37 Further, Mr Psevdos' submissions fail to recognise that legal professional privilege attaches to a communication and not to a document. Where a document contains material that would, if disclosed, cause confidentiality to be lost in an otherwise privileged communication, then a claim of legal professional privilege may be made in respect of that part of the document so as to preserve the confidentiality in the communication. The redaction of the document in those circumstances involves the proper exercise of a legal right and does not, of itself, evidence a motive to conceal evidence of fraud.
38 Nor am I satisfied on the material referred to by Mr Psevdos that there is proven conduct on the part of CBA that is inconsistent with the maintenance of the confidentiality which the privilege is intended to protect in the sense described in Mann v Carnell (1999) 201 CLR 1 (at [29]).
39 Finally, it is to be borne in mind that Mr Psevdos obtained the redacted RiskinSite document under compulsive disclosure processes in the Supreme Court prior to judgment being entered in those proceedings.
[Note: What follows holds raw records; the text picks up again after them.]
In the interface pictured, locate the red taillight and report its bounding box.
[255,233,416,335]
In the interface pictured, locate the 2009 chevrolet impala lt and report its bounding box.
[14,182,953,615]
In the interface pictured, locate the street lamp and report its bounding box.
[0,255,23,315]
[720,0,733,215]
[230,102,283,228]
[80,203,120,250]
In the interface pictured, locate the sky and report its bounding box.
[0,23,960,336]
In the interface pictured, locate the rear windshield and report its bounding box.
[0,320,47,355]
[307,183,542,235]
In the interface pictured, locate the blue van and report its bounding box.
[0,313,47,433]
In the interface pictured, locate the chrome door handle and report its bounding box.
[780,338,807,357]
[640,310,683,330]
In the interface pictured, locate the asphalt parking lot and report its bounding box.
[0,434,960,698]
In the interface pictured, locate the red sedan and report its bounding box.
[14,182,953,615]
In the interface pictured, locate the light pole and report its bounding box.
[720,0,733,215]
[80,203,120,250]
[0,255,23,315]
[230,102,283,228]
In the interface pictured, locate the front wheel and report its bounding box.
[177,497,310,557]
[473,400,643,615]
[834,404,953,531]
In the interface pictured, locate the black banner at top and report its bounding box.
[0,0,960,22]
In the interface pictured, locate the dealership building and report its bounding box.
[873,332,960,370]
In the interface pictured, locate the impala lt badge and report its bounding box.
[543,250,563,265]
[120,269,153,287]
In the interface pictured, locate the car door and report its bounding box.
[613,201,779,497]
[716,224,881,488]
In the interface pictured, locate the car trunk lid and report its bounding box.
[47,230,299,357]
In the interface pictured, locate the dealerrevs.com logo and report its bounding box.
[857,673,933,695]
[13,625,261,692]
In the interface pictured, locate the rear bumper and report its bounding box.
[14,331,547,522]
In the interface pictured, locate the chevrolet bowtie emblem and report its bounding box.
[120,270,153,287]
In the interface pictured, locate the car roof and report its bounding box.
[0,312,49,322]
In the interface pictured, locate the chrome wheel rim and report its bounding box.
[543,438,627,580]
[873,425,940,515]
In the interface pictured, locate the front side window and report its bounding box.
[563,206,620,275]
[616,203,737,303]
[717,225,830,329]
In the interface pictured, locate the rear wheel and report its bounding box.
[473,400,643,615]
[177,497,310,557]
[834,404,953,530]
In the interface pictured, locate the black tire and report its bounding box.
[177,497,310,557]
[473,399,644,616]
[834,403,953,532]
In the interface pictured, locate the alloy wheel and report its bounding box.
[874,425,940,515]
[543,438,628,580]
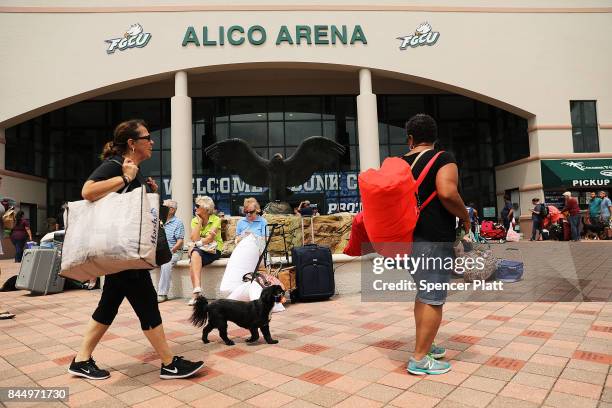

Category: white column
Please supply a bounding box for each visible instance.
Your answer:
[0,128,6,169]
[357,68,380,171]
[170,71,193,240]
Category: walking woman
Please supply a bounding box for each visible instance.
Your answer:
[11,211,32,262]
[68,119,204,380]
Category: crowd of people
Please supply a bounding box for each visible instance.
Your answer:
[0,114,612,380]
[530,190,612,241]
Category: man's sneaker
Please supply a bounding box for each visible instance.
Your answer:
[159,356,204,380]
[406,354,450,375]
[68,357,110,380]
[429,343,446,359]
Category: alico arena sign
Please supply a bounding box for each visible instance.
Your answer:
[182,25,368,47]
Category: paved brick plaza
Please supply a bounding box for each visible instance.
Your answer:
[0,242,612,408]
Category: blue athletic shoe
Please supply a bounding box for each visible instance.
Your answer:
[429,343,446,359]
[406,354,451,375]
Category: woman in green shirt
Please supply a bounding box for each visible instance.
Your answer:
[188,196,223,306]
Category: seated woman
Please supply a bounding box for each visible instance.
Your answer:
[188,196,223,306]
[236,197,268,244]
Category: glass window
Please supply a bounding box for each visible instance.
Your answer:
[230,97,268,122]
[570,101,599,153]
[336,96,357,119]
[269,147,287,159]
[215,98,229,122]
[230,122,268,146]
[378,122,389,144]
[389,122,408,144]
[160,126,172,149]
[583,101,597,126]
[385,95,425,120]
[582,126,599,152]
[149,130,162,150]
[389,145,408,157]
[253,147,268,159]
[321,96,340,120]
[285,96,321,120]
[268,96,283,120]
[66,101,107,126]
[285,121,321,146]
[140,151,160,177]
[119,99,161,126]
[268,122,285,146]
[438,95,474,119]
[323,120,336,141]
[215,122,229,142]
[161,150,172,174]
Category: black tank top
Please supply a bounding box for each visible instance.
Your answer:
[402,150,457,242]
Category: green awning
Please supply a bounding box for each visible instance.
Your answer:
[541,158,612,189]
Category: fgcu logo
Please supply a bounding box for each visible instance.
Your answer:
[397,22,440,50]
[105,24,151,54]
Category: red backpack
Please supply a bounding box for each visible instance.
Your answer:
[480,221,495,234]
[345,152,442,257]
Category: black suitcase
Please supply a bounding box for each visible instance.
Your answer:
[291,218,336,301]
[15,248,65,295]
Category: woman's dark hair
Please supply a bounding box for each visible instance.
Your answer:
[101,119,147,160]
[406,113,438,144]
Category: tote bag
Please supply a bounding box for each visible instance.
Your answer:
[60,187,159,281]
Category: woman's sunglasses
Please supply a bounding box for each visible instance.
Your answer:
[135,135,151,142]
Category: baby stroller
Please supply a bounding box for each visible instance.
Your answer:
[480,221,506,244]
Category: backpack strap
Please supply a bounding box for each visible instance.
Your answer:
[416,151,444,211]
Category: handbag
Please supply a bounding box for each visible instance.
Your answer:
[60,187,158,282]
[111,160,172,266]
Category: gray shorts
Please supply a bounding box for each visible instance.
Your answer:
[410,237,455,306]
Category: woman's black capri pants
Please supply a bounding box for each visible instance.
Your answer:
[91,270,161,330]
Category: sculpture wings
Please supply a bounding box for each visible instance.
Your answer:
[205,136,345,200]
[205,139,269,187]
[285,136,346,187]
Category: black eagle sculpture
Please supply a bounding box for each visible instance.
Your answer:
[205,136,345,202]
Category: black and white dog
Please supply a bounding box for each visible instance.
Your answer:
[190,285,284,346]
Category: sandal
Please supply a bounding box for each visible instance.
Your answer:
[0,312,15,320]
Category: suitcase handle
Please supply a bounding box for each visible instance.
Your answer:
[301,215,316,246]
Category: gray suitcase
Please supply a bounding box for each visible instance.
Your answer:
[15,248,65,295]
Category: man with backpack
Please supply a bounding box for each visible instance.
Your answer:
[403,114,470,375]
[530,198,548,241]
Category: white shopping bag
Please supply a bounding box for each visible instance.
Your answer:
[506,227,521,242]
[60,187,159,281]
[219,234,261,294]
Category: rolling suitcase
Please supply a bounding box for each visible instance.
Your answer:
[291,217,336,301]
[15,248,65,295]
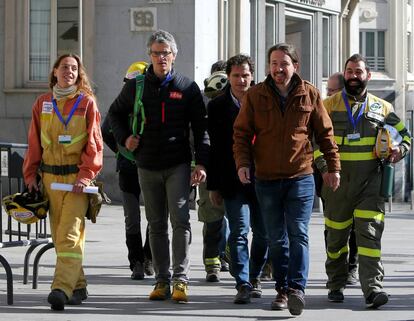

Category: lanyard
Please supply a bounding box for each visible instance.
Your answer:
[342,90,368,131]
[52,94,83,129]
[160,72,172,88]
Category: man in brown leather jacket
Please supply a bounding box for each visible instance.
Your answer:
[233,44,340,315]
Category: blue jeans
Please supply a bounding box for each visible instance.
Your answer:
[256,175,315,292]
[224,193,267,287]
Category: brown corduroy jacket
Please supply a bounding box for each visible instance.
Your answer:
[233,74,340,180]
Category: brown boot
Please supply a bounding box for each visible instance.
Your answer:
[271,289,288,310]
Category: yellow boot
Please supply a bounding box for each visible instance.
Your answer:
[172,281,188,302]
[149,282,171,300]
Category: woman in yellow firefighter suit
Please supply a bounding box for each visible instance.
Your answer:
[23,54,103,310]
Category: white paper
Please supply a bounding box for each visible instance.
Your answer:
[50,183,98,194]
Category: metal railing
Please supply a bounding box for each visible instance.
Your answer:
[0,142,53,305]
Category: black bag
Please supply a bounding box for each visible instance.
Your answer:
[85,181,111,223]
Mr Psevdos has not exhausted his rights to challenge the sufficiency of CBA's disclosure or production in that Court.
40 There is, on this appeal, no compulsive process requiring the disclosure of the RiskinSite report, whether in its redacted or unredacted form, rather Mr Psevdos requires leave to issue a subpoena so as to compel its production.
41 The grant of leave should, in all of the circumstances be refused irrespective of whether the content of the document is subject to legal professional privilege.
42 The Amended Interlocutory Application should be dismissed.
43 In dismissing the Amended Interlocutory Application, I should not be understood as making any determination of the merits of Mr Psevdos' grounds of appeal. It remains to be determined whether the learned primary judge erred in finding that there was, in truth and reality, a debt owing to CBA by Mr Psevdos, and whether the learned judge erred in declining to go behind a judgment of the Supreme Court when deciding that question. Those issues are to be determined on this appeal by reference to the material properly before the learned primary judge at the time that the Sequestration Order was made.
44 I will hear the parties as to costs.
I certify that the preceding forty-four (44) numbered paragraphs are a true copy of the Reasons for Judgment herein of the Honourable Justice Charlesworth.